Weil drei Wahltermine einen enormen Aufwand bedeuten, will sich die Opposition in Wiesbaden nicht damit zufrieden geben, dass die OB-Wahl nicht mehr verlegt werden konnte. Auch wenn in Deutschland Wahlen selten vorgezogen werden, wollen sich CDU und FDP im Rathaus dafür stark machen, die rechtlichen Vorgaben dazu zu ändern.

"Wir können nicht ausschließen, dass es noch mal passiert.

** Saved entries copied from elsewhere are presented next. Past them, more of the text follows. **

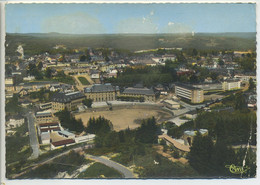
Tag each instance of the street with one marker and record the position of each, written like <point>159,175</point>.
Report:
<point>127,173</point>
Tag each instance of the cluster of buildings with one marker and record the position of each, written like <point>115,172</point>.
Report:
<point>195,92</point>
<point>52,133</point>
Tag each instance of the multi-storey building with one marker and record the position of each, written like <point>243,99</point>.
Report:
<point>193,94</point>
<point>147,94</point>
<point>70,101</point>
<point>44,117</point>
<point>102,92</point>
<point>231,85</point>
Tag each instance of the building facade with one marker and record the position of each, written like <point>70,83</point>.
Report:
<point>229,85</point>
<point>102,92</point>
<point>70,101</point>
<point>193,94</point>
<point>44,117</point>
<point>147,94</point>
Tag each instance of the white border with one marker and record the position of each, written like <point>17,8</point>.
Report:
<point>99,182</point>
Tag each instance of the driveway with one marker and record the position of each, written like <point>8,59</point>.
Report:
<point>126,172</point>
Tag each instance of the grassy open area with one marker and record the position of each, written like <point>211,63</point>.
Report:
<point>131,117</point>
<point>83,80</point>
<point>145,166</point>
<point>68,163</point>
<point>99,170</point>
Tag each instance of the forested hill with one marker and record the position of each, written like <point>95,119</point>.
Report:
<point>36,43</point>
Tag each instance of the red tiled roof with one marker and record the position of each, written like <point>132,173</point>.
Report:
<point>47,129</point>
<point>49,124</point>
<point>178,145</point>
<point>63,142</point>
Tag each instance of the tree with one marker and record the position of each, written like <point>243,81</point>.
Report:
<point>251,84</point>
<point>82,58</point>
<point>88,102</point>
<point>69,122</point>
<point>220,62</point>
<point>148,131</point>
<point>39,66</point>
<point>48,73</point>
<point>194,52</point>
<point>200,154</point>
<point>99,126</point>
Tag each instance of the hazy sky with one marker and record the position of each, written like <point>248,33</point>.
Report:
<point>130,18</point>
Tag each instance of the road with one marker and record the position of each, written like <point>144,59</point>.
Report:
<point>33,136</point>
<point>122,169</point>
<point>126,172</point>
<point>36,165</point>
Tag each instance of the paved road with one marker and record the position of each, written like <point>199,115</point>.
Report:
<point>36,165</point>
<point>33,136</point>
<point>126,172</point>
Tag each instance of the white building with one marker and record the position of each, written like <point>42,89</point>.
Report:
<point>66,134</point>
<point>245,78</point>
<point>172,104</point>
<point>15,122</point>
<point>29,78</point>
<point>229,85</point>
<point>45,138</point>
<point>81,139</point>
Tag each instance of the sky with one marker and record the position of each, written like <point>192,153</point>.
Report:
<point>130,18</point>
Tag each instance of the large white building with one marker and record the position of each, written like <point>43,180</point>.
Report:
<point>193,94</point>
<point>229,85</point>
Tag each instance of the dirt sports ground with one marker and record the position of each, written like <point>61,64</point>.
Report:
<point>122,118</point>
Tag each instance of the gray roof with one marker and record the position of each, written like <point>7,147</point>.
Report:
<point>187,86</point>
<point>141,91</point>
<point>101,88</point>
<point>39,83</point>
<point>67,97</point>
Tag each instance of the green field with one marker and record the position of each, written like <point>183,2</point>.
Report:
<point>84,81</point>
<point>99,170</point>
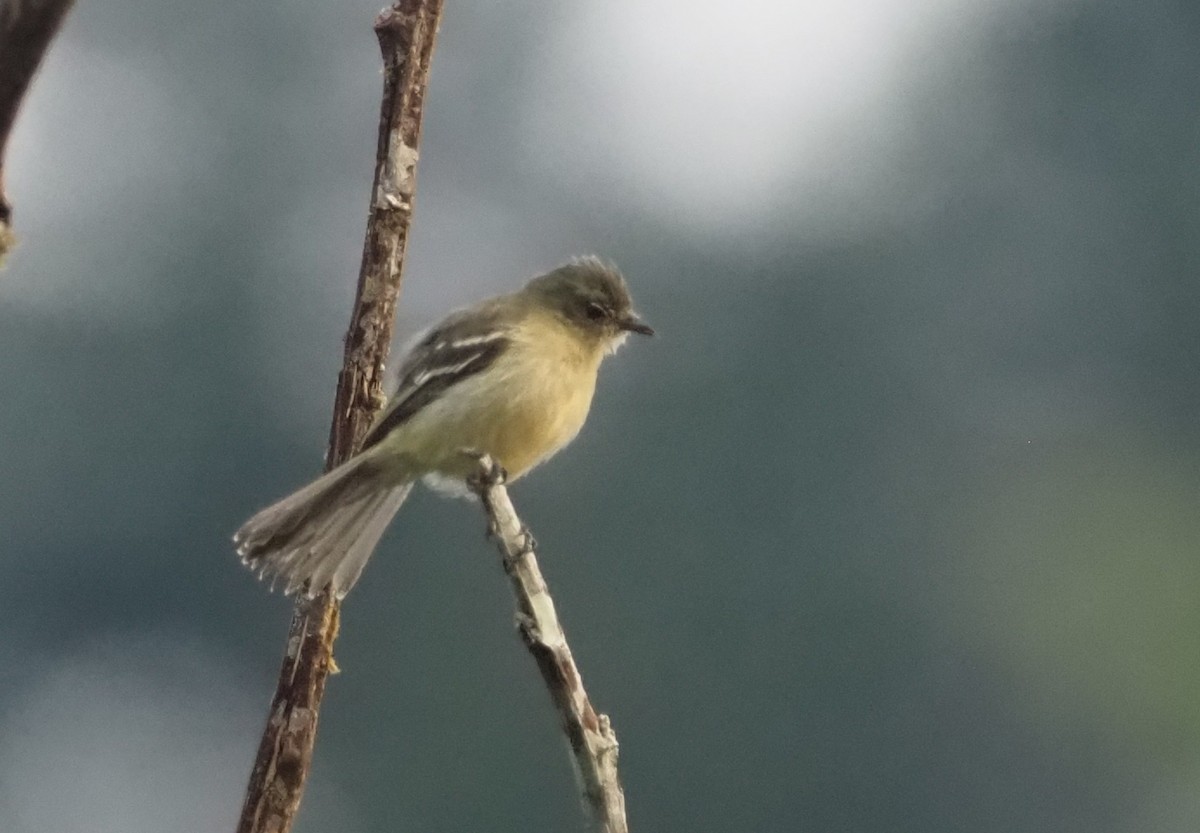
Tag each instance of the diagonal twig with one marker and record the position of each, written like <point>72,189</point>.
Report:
<point>406,33</point>
<point>27,28</point>
<point>591,735</point>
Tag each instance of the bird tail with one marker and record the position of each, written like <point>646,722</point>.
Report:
<point>324,533</point>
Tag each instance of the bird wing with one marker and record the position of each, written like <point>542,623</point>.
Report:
<point>463,345</point>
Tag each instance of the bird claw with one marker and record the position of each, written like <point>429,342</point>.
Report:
<point>490,472</point>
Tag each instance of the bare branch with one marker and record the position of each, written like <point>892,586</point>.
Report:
<point>591,735</point>
<point>27,28</point>
<point>407,33</point>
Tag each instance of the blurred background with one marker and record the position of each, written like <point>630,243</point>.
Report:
<point>893,528</point>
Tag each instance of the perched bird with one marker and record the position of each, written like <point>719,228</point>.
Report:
<point>511,377</point>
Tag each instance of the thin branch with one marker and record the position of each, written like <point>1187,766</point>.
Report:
<point>407,33</point>
<point>591,735</point>
<point>27,28</point>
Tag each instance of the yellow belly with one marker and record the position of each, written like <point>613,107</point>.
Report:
<point>527,406</point>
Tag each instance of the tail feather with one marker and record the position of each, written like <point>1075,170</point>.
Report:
<point>324,533</point>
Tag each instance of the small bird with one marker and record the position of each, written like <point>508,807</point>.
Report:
<point>511,377</point>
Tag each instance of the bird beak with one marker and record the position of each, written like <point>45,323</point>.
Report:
<point>631,323</point>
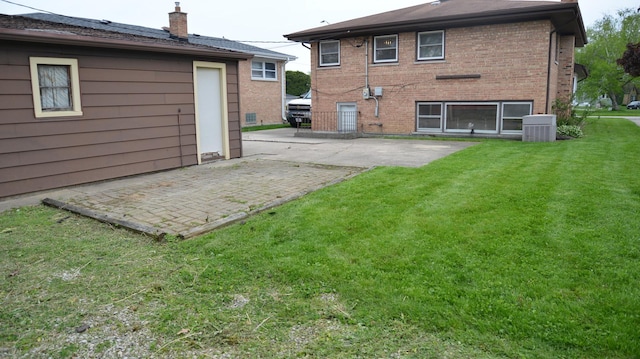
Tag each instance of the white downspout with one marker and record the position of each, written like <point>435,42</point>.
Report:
<point>283,95</point>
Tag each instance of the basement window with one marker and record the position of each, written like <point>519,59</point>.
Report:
<point>55,86</point>
<point>385,48</point>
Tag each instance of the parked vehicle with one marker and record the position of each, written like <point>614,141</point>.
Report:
<point>633,105</point>
<point>299,111</point>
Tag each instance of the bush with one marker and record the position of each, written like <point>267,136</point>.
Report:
<point>566,115</point>
<point>569,131</point>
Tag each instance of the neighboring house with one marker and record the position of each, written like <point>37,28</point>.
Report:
<point>79,104</point>
<point>262,79</point>
<point>447,67</point>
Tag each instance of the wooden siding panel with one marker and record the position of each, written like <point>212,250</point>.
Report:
<point>139,61</point>
<point>75,178</point>
<point>12,102</point>
<point>15,87</point>
<point>38,128</point>
<point>92,87</point>
<point>25,158</point>
<point>54,168</point>
<point>14,72</point>
<point>83,139</point>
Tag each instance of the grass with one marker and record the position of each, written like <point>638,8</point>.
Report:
<point>622,112</point>
<point>505,249</point>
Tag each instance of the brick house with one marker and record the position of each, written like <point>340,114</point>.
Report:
<point>449,67</point>
<point>262,79</point>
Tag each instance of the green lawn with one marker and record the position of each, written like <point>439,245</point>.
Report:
<point>622,112</point>
<point>503,250</point>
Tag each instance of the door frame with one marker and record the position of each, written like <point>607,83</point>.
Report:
<point>223,106</point>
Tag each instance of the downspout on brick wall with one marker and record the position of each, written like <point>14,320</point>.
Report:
<point>178,24</point>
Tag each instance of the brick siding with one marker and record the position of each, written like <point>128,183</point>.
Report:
<point>262,97</point>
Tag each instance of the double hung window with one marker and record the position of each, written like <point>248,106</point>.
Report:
<point>385,48</point>
<point>431,45</point>
<point>329,53</point>
<point>263,70</point>
<point>55,86</point>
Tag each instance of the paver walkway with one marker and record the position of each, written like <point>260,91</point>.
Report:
<point>194,200</point>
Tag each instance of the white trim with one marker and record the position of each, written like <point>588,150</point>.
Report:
<point>375,49</point>
<point>480,103</point>
<point>418,46</point>
<point>502,130</point>
<point>223,106</point>
<point>75,86</point>
<point>264,70</point>
<point>430,129</point>
<point>320,63</point>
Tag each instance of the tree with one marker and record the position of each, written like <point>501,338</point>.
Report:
<point>630,60</point>
<point>298,82</point>
<point>607,42</point>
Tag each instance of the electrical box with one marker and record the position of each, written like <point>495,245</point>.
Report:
<point>365,93</point>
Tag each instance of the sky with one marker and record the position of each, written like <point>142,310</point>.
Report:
<point>262,22</point>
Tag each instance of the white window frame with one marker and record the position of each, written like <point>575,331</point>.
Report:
<point>76,108</point>
<point>320,53</point>
<point>264,70</point>
<point>502,118</point>
<point>441,117</point>
<point>375,49</point>
<point>419,45</point>
<point>476,130</point>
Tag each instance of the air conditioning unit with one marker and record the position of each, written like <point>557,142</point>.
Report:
<point>539,128</point>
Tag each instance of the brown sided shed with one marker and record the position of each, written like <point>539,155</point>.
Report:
<point>80,105</point>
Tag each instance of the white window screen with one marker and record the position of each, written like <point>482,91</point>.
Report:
<point>330,53</point>
<point>386,48</point>
<point>431,45</point>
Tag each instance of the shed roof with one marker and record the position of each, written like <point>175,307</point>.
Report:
<point>107,25</point>
<point>443,14</point>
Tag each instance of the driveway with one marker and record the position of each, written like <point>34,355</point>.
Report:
<point>277,167</point>
<point>281,144</point>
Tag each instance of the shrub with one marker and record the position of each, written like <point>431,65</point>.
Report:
<point>565,114</point>
<point>569,131</point>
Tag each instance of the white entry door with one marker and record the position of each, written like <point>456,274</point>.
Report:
<point>347,117</point>
<point>211,111</point>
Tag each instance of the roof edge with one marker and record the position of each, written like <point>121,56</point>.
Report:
<point>76,40</point>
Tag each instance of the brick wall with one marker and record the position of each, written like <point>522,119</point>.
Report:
<point>262,97</point>
<point>511,59</point>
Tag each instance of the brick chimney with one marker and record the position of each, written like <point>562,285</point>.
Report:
<point>178,24</point>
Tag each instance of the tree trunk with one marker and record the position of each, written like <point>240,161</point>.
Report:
<point>614,102</point>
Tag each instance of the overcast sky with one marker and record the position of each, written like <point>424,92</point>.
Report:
<point>253,20</point>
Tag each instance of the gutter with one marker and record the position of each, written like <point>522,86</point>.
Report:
<point>495,17</point>
<point>76,40</point>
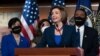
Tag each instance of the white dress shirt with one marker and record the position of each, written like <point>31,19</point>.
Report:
<point>81,29</point>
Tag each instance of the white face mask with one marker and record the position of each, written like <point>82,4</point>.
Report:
<point>43,28</point>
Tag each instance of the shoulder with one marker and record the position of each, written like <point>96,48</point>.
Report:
<point>69,27</point>
<point>7,37</point>
<point>49,28</point>
<point>90,29</point>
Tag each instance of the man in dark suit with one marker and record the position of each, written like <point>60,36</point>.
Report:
<point>88,37</point>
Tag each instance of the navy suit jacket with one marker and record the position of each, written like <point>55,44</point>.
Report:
<point>67,37</point>
<point>8,44</point>
<point>90,42</point>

Wir wünschen uns einfach vom Land an der Stelle Rechtssicherheit, dass es doch Mittel und Wege gibt, den Termin zu verlegen, auch wenn er schon bekannt gemacht wurde", begründet CDU-Fraktionschefin Georgi den gemeinsamen Antrag mit der FDP für die Stadtverordnetenversammlung.

"Die Fristen zur Änderung des Wahltermins der Direktwahl wären dementsprechend anzupassen und sollen sich insbesondere an den Fristen zur Auflösung des Bundestages orientieren", heißt es in dem Antrag, über den am kommenden Mittwoch abgestimmt werden könnte.

Hinweis: In einer früheren Version stand, dass in Zwingenberg der Termin für die Bürgermeisterwahl nachträglich verschoben wurde. Das stimmte nur halb, da sich lediglich der Magistrat der Stadt auf den Tag festgelegt hatte. Entscheidend ist das Votum der Stadtverordnetenversammlung.